In the middle part of the last century, A&P was the Great Atlantic & Pacific Tea Company, with stores — literally — stretching from coast to coast. It was the era’s Wal-Mart.
This past weekend, the saga closed on a dark note with the chain, down to nearly 400 stores clustered in the Northeast, about $1 billion in debt. Analysts are abuzz with talk of which competitor might move in if A&P decides to sell off failing divisions like the price-impact banner Pathmark (acquired in 2007 for $653 million) for liquidate everything.
If one looks behind the curtain, they’ll find the gloomy outlook isn’t limited to A&P. Other mainstream, conventional formats are showing some cracks.

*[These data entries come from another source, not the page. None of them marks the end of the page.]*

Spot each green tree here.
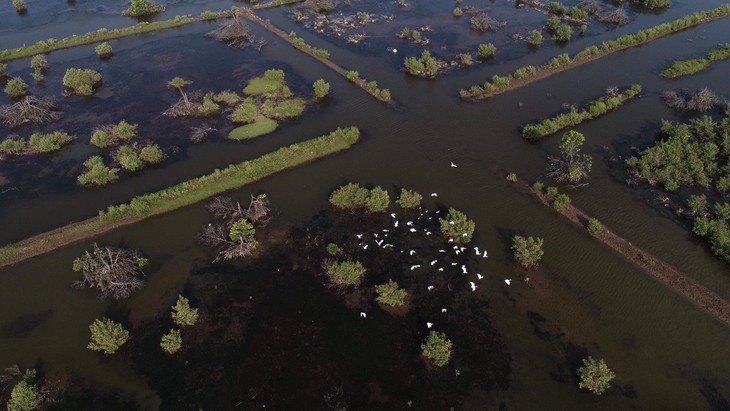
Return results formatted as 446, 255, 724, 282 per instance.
327, 261, 367, 287
312, 79, 330, 99
5, 77, 28, 98
94, 41, 112, 58
63, 68, 101, 96
512, 235, 544, 268
330, 183, 370, 209
77, 156, 119, 187
86, 318, 129, 354
160, 329, 182, 354
170, 295, 198, 327
578, 356, 616, 395
421, 331, 453, 367
8, 369, 40, 411
547, 130, 593, 184
233, 218, 256, 242
477, 43, 497, 60
139, 144, 165, 165
366, 187, 390, 213
395, 188, 423, 210
527, 30, 543, 47
687, 194, 707, 215
587, 218, 603, 235
122, 0, 165, 17
555, 24, 573, 41
375, 280, 408, 307
439, 208, 474, 244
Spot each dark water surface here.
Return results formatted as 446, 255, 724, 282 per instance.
0, 0, 730, 410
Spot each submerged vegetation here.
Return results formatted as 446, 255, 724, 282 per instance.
522, 84, 641, 141
459, 4, 730, 99
661, 43, 730, 78
0, 10, 231, 62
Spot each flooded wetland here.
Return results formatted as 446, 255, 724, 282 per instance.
0, 0, 730, 410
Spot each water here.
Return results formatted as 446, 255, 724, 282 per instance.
0, 1, 730, 410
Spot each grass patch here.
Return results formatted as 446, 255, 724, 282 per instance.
0, 127, 360, 266
228, 116, 279, 140
459, 3, 730, 99
661, 43, 730, 78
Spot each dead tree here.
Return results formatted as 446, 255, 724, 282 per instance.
73, 244, 147, 299
207, 16, 263, 49
598, 6, 629, 26
0, 96, 61, 127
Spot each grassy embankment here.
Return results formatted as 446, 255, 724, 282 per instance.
0, 10, 231, 62
522, 84, 641, 141
459, 3, 730, 100
0, 127, 360, 267
252, 0, 304, 10
237, 9, 393, 104
661, 43, 730, 78
514, 177, 730, 326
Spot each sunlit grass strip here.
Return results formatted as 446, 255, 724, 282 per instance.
0, 10, 231, 62
253, 0, 304, 10
237, 9, 393, 104
522, 84, 641, 141
459, 3, 730, 99
661, 43, 730, 78
0, 127, 360, 266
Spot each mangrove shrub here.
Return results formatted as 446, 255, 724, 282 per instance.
578, 356, 616, 395
375, 280, 408, 307
86, 318, 129, 354
421, 331, 453, 367
439, 208, 474, 244
512, 235, 544, 268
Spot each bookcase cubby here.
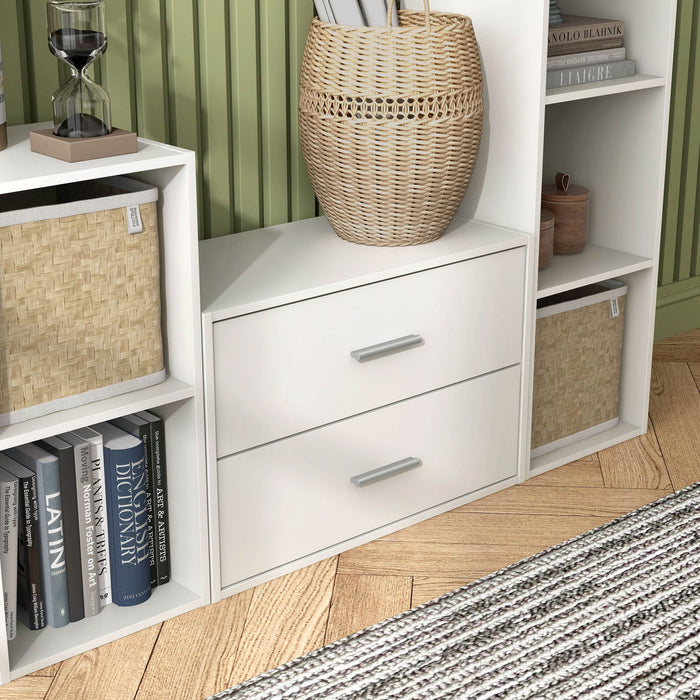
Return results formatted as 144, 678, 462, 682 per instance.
0, 124, 209, 683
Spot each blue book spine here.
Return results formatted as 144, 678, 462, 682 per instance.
104, 443, 151, 605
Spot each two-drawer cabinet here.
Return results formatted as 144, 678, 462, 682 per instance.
201, 220, 526, 598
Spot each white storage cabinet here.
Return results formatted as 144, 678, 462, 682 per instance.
0, 124, 210, 683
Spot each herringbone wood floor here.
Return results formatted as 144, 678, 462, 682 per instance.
5, 330, 700, 700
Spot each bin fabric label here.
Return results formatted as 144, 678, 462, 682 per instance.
610, 297, 620, 318
126, 204, 143, 233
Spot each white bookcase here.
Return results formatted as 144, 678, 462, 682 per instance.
407, 0, 676, 479
0, 124, 210, 683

The insight is nicely outlined in a report penned by a contributor to the Gerson Lehrman Group’s website, written in November.
The anonymous author notes that mainstream retailers are getting squeezed out of the market by specialty operators who offer a more compelling selling proposition. In short, the “something-for-everyone” conventional format is losing relevancy with the current generation of consumers who are diversified, ethnic, recession-bruised and much more knowledgeable.
Let’s take a look: There are top management shifts at several chains; Supervalu is delivering “very disappointing comparable-store sales numbers,” in the words of one analyst; Safeway had a negative first half and Kroger is exhibiting “slow” (but positive) momentum.
This assessment comes from SN’s own review of the first half of 2010, published in October. Indeed, the article (also mentioned in the Gerson Lehrman report) singled out Whole Foods — not part of the mainstream — after it “far outpaced the rest of the industry.”
The Gerson Lehrman author, in turn, points out that the only thing saving the large conventional chains that remain in play is not their business prowess, but their size and scope. Current success "is much more due to their market dominance, weak competitors, and ability to hold down margins than the inherent strength of their conventional superstore format,” the author wrote.
It would seem it’s only a matter of time before the others start faltering as well.
Next — Which formats are poised to grow? Take your pick. There are the mass merchandsers like Wal-Mart and Target (midway through a chainwide effort to add larger food departments); niche stores like Trader Joe’s, Aldi and Fresh Market (with a heavy emphasis on private label, fresh foods and whole health); ethnic operators like 99 Ranch Market and Han A Reum (H-Mart); and what the report calls “foodie emporiums” like Wegmans and H-E-B Central Market.
Lump in there the drug channel (many are adding extensive food sections) and dollar stores (ditto) and there emerges a full landscape of interesting, cogent options.
2011 will be a telling year. Whole Foods is on a tear, Aldi, Sprouts and Sunflower Farmers Market are all growing, Fresh Market is fresh off a hugely success IPO… The list of positives in the specialty format segment is much longer than the one for mainstream stores. It's tough to reconcile that level of good news with what's actually occurring on the conventional side.